Öksürükleri şiddetini azaltarak kesilirken güçlükle yutkundu. Kaskatı kesilen boynunu Dilara'nın yüzünü daha iyi görebilmek için geriye atmaya çalışırken son nefesini verir gibi zorlukla mırıldandı. "Dilara..."

Sonunda adamdan bir tepki alabildiğinde "Giz," diyerek telaşla atıldı Dilara. Yüzü gözü yara içinde olduğu için ellerini nereye koyacağını bilemese de titreyen parmaklarıyla canını yakmaktan çekinerek Giz'in boynunu kavradı. "Giz, beni duyuyor musun?" Adamın acıyla inleyerek gözlerini kapattığını fark ettiğinde "Kalkabilecek misin?" diye sordu bu sefer. "Hastaneye gitmemiz lazım."

Giz ağzından itiraz eden bir mırıltının yükselmesine güç yetirebildiğinde nefes nefese durakladı. "Dila..."

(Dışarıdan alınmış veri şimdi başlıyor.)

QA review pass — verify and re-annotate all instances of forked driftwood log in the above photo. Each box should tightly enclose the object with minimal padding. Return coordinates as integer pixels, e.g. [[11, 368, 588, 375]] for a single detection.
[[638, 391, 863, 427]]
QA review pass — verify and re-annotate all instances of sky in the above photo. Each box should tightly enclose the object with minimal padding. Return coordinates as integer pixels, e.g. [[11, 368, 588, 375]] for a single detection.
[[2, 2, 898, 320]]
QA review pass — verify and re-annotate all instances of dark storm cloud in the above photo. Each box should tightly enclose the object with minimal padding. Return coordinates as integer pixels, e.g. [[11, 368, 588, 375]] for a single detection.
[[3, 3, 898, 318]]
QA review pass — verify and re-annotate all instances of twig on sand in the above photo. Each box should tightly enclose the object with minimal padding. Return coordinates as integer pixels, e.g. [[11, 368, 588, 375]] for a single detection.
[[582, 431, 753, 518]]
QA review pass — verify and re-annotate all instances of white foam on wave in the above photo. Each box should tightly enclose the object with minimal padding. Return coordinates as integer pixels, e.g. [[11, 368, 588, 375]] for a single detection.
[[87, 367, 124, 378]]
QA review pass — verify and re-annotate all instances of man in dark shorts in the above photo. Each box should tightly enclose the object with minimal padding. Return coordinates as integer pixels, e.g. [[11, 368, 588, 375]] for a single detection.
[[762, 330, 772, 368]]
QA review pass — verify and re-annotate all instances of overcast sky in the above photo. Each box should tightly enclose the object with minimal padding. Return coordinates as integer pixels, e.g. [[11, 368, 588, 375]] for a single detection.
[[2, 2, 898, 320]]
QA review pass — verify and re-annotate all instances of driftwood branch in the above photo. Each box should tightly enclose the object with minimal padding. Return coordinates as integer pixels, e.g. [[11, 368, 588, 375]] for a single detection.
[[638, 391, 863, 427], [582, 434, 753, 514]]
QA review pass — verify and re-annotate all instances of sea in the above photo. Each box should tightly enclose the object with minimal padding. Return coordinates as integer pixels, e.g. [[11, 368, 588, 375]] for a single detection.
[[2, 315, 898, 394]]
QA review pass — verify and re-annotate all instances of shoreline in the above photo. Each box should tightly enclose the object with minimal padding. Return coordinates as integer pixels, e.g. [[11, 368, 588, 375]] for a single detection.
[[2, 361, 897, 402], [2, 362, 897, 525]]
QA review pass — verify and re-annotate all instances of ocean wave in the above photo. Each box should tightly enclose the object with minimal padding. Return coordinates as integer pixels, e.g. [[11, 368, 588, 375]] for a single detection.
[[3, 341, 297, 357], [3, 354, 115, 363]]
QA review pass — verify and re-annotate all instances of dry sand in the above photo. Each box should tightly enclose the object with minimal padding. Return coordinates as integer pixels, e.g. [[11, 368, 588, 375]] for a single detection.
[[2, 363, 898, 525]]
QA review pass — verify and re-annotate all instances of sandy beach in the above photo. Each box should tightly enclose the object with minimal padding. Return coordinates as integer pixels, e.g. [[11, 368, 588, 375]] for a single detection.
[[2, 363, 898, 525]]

Sonunda bir taksi bulup bindiklerinde, başının Dilara tarafından nazikçe göğsüne çekilmesine sessiz kaldı Giz. Ölmek için bile güzel bir an olduğunu düşündü. Eğer becerebilseydi, gücünün yeteceğini bilseydi, ruhunu gövdesine sığdırmakta bunca zorlanmasaydı tam şu anda, kadının kokusu ince ince ciğerlerine süzülürken dudağına bir gülüş yerleştirebilmeyi dilerdi. Dilara'yı öyle özlemişti ki kadının yokluğunda düştüğü kuyunun dibinde hem Yusuf olmuştu hem Yakup. Lakin bir faninin sırtına bunca yük, bu imtihan ağır değil miydi? Hasret, sonu vuslata bağlanmayan bir yol gibi kıvrılarak uzuyordu. Giz'in sürgünü, gövdesiydi. Dilara'nın gözlerinden başka kendini ait hissettiği bir yer yoktu. Artık, kadının gözleri de yoktu. Dilara yoktu, adamı bütünüyle kül edecek bir yangın başlatarak çekip gitmişti. Onu Özgür'ün yanında görüşünün üzerinden saatler geçmişti, henüz bir gün bile olmamıştı. Ancak adam, Dilara'yı Özgür'ün yanında gördüğü birkaç saniyede ömrümün yitip gittiğini hissetmişti.